Zwischenfall - Juliane Laitzsch, Katrin von Lehmann, Eva-Maria Schön

Ausstellung vom 19. Juli bis 20. September 2019
Kunstausstellung "Zwischenfall" Bild vergrößern
Kunstausstellung "Zwischenfall"

Es fing ganz beiläufig an.

Die Künstlerin Katrin von Lehmann ging 2012 regelmäßig in die Kantine des Max-Planck-Instituts für molekulare Genetik in Berlin zum Mittagessen. Die Gespräche mit den Tischnachbarn waren interessant und das Essen gut. Sie wurde neugierig, die Wissenschaftler*innen, ihre Arbeit und Labore besser kennen zu lernen. Zusammen mit den beiden Künstlerinnen Eva-Maria Schön und Juliane Laitzsch entwickelte sie die Idee, künstlerische Arbeiten im Dialog mit den Wissenschaftlern, basierend auf den Laborbesuchen zu erarbeiten. Zu diesem Zeitpunkt gab es eine Reihe konkreter Verabredungen mit Wissenschaftler*innen des Instituts zum Mittagessen.

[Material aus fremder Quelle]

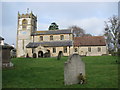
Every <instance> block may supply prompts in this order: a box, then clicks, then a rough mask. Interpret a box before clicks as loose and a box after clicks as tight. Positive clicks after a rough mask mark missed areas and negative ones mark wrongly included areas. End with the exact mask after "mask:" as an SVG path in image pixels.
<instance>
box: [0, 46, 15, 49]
mask: <svg viewBox="0 0 120 90" xmlns="http://www.w3.org/2000/svg"><path fill="white" fill-rule="evenodd" d="M1 47H2V49H14V48H13V47H12V46H10V45H0V48H1Z"/></svg>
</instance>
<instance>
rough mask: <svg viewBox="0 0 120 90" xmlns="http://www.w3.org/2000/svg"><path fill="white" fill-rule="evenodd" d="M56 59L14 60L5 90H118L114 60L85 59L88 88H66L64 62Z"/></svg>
mask: <svg viewBox="0 0 120 90" xmlns="http://www.w3.org/2000/svg"><path fill="white" fill-rule="evenodd" d="M67 58H68V57H62V60H59V61H58V60H57V59H56V58H38V59H33V58H14V59H12V62H13V63H14V65H15V68H13V69H4V70H3V72H2V79H3V80H2V87H3V88H118V64H116V63H115V57H112V56H89V57H82V59H83V61H84V62H85V67H86V77H87V84H83V85H80V84H76V85H70V86H65V85H64V62H65V61H66V60H67Z"/></svg>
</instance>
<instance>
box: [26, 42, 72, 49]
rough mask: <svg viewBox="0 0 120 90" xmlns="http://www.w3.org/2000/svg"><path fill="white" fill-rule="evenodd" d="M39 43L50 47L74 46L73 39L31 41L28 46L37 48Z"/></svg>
mask: <svg viewBox="0 0 120 90" xmlns="http://www.w3.org/2000/svg"><path fill="white" fill-rule="evenodd" d="M39 45H41V46H46V47H47V46H48V47H59V46H72V41H51V42H34V43H33V42H30V43H29V44H28V45H27V46H26V47H27V48H36V47H38V46H39Z"/></svg>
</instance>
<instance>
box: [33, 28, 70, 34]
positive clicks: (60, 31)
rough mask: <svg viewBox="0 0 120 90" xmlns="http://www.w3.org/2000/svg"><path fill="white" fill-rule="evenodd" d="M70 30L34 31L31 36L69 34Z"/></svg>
mask: <svg viewBox="0 0 120 90" xmlns="http://www.w3.org/2000/svg"><path fill="white" fill-rule="evenodd" d="M71 33H72V32H71V30H70V29H63V30H49V31H36V32H35V33H33V34H32V35H49V34H71Z"/></svg>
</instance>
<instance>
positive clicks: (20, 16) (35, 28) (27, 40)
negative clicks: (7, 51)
mask: <svg viewBox="0 0 120 90" xmlns="http://www.w3.org/2000/svg"><path fill="white" fill-rule="evenodd" d="M36 29H37V17H36V16H35V15H34V14H33V13H32V12H31V13H28V11H27V13H26V14H19V12H18V26H17V41H16V48H17V57H25V56H26V45H27V44H28V43H29V42H32V36H31V34H32V33H34V32H35V31H36Z"/></svg>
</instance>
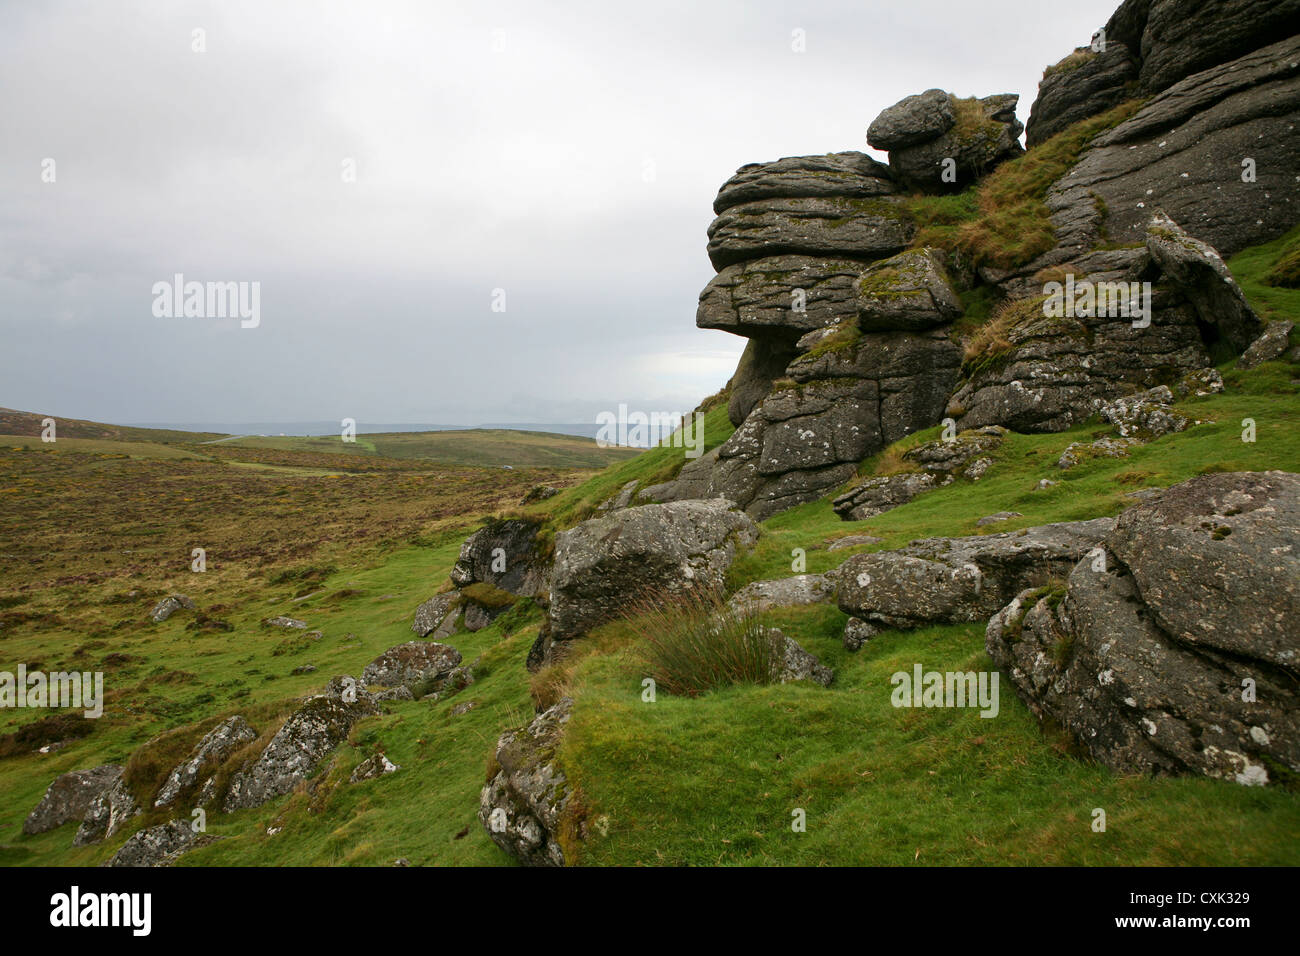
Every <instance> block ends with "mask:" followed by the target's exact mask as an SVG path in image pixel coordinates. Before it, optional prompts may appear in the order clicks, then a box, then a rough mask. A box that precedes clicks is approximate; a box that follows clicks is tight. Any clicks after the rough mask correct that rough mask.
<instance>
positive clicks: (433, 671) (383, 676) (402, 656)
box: [361, 641, 460, 687]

Der jeweils eigenen Neugierde folgend wurden gemeinsam Fragen der unterschiedlichen Vorgehensweisen erörtert:
Was heißt es ein Experiment durchzuführen?
Welche Rolle spielen dabei Bilder/Visualisierungen?
Welche Bedeutung hat das Scheitern?
Wie wichtig ist die Wiederholung?

Von 2012 bis 2017 entwickelten die Künstlerinnen daraufhin eine gemeinsame, künstlerische Arbeitsweise in der Kantine, indem sie, immer größer werdende Pinnwände mit Blättern aus ihren Arbeitsprozessen füllten. Zudem realisierten sie künstlerische Arbeiten in Reaktion auf die gemeinsamen Laborbesuche. Aus diesen Prozessen stammende und weiter entwickelte Arbeiten werden nun im Max-Plank-Institut für Biochemie in München gezeigt. Der Ausstellungsraum ist diesmal ein Durchgang. Die künstlerischen Arbeiten werden im gehen wahrgenommen. Der Blick wandert von einer Wandseite zur anderen und streift auch den Boden. Welche Fragen ergeben sich aus diesen Wahrnehmungen? Welche Rolle spielen Zwischenfälle im Arbeitsprozess von Wissenschaftler*innen und Künstler*innen?

Juliane Laitzsch zeigt Arbeiten aus der Serie „Rosetten und Lebensbäume“. In diesen Zeichnungen bringt sie Formen - Rosetten und Lebensbäume -, für die ein Mustersticktuch von 1811 als Vorlage diente, in Zusammenhang mit Textausschnitten, die sich mit der Ausbildung der Rückenwirbel beim Embryo befassen. Für die räumliche Ausstellungssituation in München wird die Arbeit ergänzt und angepasst.

Katrin von Lehmann
Von ihrem aktuellen, mehrjährigen Projekt ‚Leerstelle des Unbekannten/Nichts stimmt mehr’ zeigt sie verschiedene Serien ihrer Arbeiten auf Papier. Inspiration und theoretischer Ausgangspunkt für das Projekt war das Ergebnis des internationalen, naturwissenschaftlichen Human-Genom-Projekts von 2003. Demnach sind die Gene doch nicht hauptverantwortlich für den genetischen Prozess. Der bisherige Wissensstand wurde damit stark in Frage gestellt. Von Lehmann nimmt die Situation, ein Forschungsgebiet gut zu kennen und dennoch das Feld noch einmal neu aufrollen zu wollen, auf. Die Genetik übernimmt dabei die Rolle eines Referenzraumes, bei der die Information auf etwas Zukünftiges, noch nicht Benennbares verweist. In der praktischen Umsetzung steht die Methode des Experiments im Mittelpunkt.

Eva-Maria Schön
Fotogramme ohne  Negativ, kein Licht, oder nur für einen Moment, wenn sich die Hand über dem lichtempfindlichen Papier bewegt - mit Wasser und Fixiersalz wird diese Bewegung festgehalten - die chemische Reaktion zwischen Papier und Salz macht einen Abdruck möglich - in Sekundenschnelle.

Vernissage: 18. Juli 2019 um 18:00 Uhr
Die Ausstellung ist täglich von 8:00 bis 20:00 Uhr geöffnet. Freier Eintritt!